Wednesday, November 18, 2009

Small valley can boost big ideas


Two events in the Wood River Valley in recent weeks might justify applying the proverb, "Good things come in small packages."

First up, Power Engineers, among the valley's premier high-tech industries, is planning on building a small, experimental wind turbine on its industrial property to test not only the design of its 30-foot-high "wind spire" generators, but measure potential wind forces in the area that could lead to wider use of wind power.

Second, eighth-grade students at The Community School in Sun Valley developed their own hands-on poultry food project raising, slaughtering and cooking small chickens to learn up close the source of important food and its preparation.

The lesson from both these projects is this: Small, rural communities seem especially suited to encouraging experimental lifestyle projects that could develop into larger applications.

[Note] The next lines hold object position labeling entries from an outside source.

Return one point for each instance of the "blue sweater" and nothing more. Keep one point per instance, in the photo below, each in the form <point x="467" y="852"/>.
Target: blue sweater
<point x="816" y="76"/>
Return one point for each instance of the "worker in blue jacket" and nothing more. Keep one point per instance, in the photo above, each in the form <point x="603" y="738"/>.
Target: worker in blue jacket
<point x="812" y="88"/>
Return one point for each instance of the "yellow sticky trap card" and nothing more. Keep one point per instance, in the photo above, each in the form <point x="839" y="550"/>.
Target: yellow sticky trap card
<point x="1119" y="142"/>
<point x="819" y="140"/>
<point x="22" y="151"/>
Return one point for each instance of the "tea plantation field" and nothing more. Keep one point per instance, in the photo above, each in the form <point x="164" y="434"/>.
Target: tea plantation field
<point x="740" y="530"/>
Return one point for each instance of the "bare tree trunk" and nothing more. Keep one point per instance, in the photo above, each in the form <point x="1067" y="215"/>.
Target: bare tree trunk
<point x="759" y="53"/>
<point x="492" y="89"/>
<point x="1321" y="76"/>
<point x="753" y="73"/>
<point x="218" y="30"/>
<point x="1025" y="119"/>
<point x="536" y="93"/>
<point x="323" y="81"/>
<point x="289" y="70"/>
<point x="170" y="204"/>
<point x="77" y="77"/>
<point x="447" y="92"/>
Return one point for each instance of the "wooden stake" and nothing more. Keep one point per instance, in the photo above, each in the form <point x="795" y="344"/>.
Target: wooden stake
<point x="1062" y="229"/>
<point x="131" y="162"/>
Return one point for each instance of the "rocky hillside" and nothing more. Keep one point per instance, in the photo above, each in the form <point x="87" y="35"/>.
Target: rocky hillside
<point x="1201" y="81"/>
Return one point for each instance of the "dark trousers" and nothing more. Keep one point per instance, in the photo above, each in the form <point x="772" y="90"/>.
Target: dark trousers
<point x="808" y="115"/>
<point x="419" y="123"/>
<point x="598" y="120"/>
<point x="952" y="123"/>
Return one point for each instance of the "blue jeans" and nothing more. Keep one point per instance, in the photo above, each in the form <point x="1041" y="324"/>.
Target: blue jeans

School students learning early on about the production of food, its nutrition and its preparation are just as vital to the expanding "green" environmental revolution as saving energy and reducing pollution. Young people no longer will consider a supermarket as the source of their foods, but farms and farmers who're essential to a nation's well being.

An adjunct to their education and understanding the importance of agriculture are the weekly farmers' markets in Ketchum and Hailey, where scrumptious fresh produce and farm vittles are on sale.

Power Engineers' wind turbine has its obvious place in the environmental future. If tests are successful, valley homes and businesses could be encouraged through new ordinances to use small turbines to produce on-site electricity, even if only for partial needs. Wind power, along with solar, will lessen demand on utilities and in the end eliminate the need for more coal-fired generating plants that add air pollution.

Successful tests also could lead to the company's expansion and more jobs and a sizeable diversification in the valley's economic base.

Coincidentally, Suntech Power, the huge Chinese solar systems manufacturer, is opening its first U.S. plant in Arizona in 2010, a sure sign solar is landing its proper place in the U.S. economy.

Compelled by the economic slump to take a fresh look at the valley's business health, several groups are studying new economic development models that will encourage entrepreneurship.

In their own ways, the Power Engineers turbine tests and the classroom study of raising poultry have an entrepreneurial flair that could spread.

Small the valley may be. However, not so small that big ideas can't be hatched, as it were.